Etcd Server Test

Etcd is a distributed key-value store used by Kubernetes to store and manage cluster configuration data, state, and metadata. It acts as the source of truth for the cluster, storing critical information such as pod configurations, service discovery data, and secrets. etcd servers run as a set of nodes, typically in an odd-numbered quorum for fault tolerance. They ensure consistency and high availability through the Raft consensus algorithm. Kubernetes components, like the API server, interact with etcd to read and write data. If etcd becomes unavailable or inconsistent, the cluster's operation can be disrupted.

Monitoring etcd is crucial because it stores Kubernetes' critical cluster data. If etcd experiences issues like unresponsiveness, data corruption, or high latency, it can lead to cluster instability or failure. Regular monitoring ensures etcd health, preventing disruptions and enabling timely recovery to maintain consistent cluster operations.

The Etcd server Test continuously monitors the server in the deployment and reports the status of containers and reveal key metrics like total number of containers, running containers, added and removed containers etc. These metrics are invaluable for the administrators to ensure that there are enough containers are up and prevent any issues.

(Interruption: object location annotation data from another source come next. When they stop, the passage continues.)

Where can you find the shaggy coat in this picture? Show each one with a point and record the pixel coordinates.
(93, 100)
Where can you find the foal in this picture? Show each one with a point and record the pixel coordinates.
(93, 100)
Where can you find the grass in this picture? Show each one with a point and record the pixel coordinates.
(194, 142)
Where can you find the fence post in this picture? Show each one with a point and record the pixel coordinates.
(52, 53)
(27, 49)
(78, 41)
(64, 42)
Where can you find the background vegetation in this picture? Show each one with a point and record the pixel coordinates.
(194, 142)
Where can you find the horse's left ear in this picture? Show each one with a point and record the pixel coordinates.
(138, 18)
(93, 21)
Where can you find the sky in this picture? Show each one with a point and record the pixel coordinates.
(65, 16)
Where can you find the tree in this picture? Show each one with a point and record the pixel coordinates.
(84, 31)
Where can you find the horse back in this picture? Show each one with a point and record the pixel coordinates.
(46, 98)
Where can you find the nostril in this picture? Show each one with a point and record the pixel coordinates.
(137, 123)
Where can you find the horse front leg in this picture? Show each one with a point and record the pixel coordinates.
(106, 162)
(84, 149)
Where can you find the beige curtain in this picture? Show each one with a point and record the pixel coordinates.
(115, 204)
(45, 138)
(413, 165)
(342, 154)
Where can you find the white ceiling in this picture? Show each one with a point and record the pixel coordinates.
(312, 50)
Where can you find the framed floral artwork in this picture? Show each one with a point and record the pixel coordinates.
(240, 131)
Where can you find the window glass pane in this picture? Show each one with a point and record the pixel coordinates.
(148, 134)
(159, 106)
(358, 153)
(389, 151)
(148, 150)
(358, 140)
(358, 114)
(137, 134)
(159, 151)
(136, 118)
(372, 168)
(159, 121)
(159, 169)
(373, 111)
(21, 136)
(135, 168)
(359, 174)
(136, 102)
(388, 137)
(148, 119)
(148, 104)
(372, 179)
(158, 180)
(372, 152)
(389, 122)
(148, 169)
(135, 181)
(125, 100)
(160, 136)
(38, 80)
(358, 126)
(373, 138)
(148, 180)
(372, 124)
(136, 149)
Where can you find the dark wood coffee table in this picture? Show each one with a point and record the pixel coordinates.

Target of the test : A Kubernetes Worker Node

Agent deploying the test : An internal agent

Outputs of the test : One set of results for the target Kubernetes master node being monitored

Configurable parameters for the test
Parameter	Description
Test Period	How often should the test be executed.
Host	The IP address of the host for which this test is to be configured.
Port	Specify the port at which the specified Host listens. By default, this is 6443.
Timeout	Specify the duration (in seconds) beyond which the test will timeout in the Timeout text box. The default value is 10 seconds.
Metric URL	Each of the Kubernetes system components expose monitoring metrics through /metrics endpoint of the HTTP server. For components that don't expose endpoint by default, refer official Kubernetes distribution documentation site. Specify the metric URL textbox.
Detailed Diagnosis	To make diagnosis more efficient and accurate, the eG Enterprise embeds an optional detailed diagnostic capability. With this capability, the eG agents can be configured to run detailed, more elaborate tests as and when specific problems are detected. To enable the detailed diagnosis capability of this test for a particular server, choose the On option. To disable the capability, click on the Off option. The option to selectively enable/disable the detailed diagnosis capability will be available only if the following conditions are fulfilled: The eG manager license should allow the detailed diagnosis capability Both the normal and abnormal frequencies configured for the detailed diagnosis measures should not be 0.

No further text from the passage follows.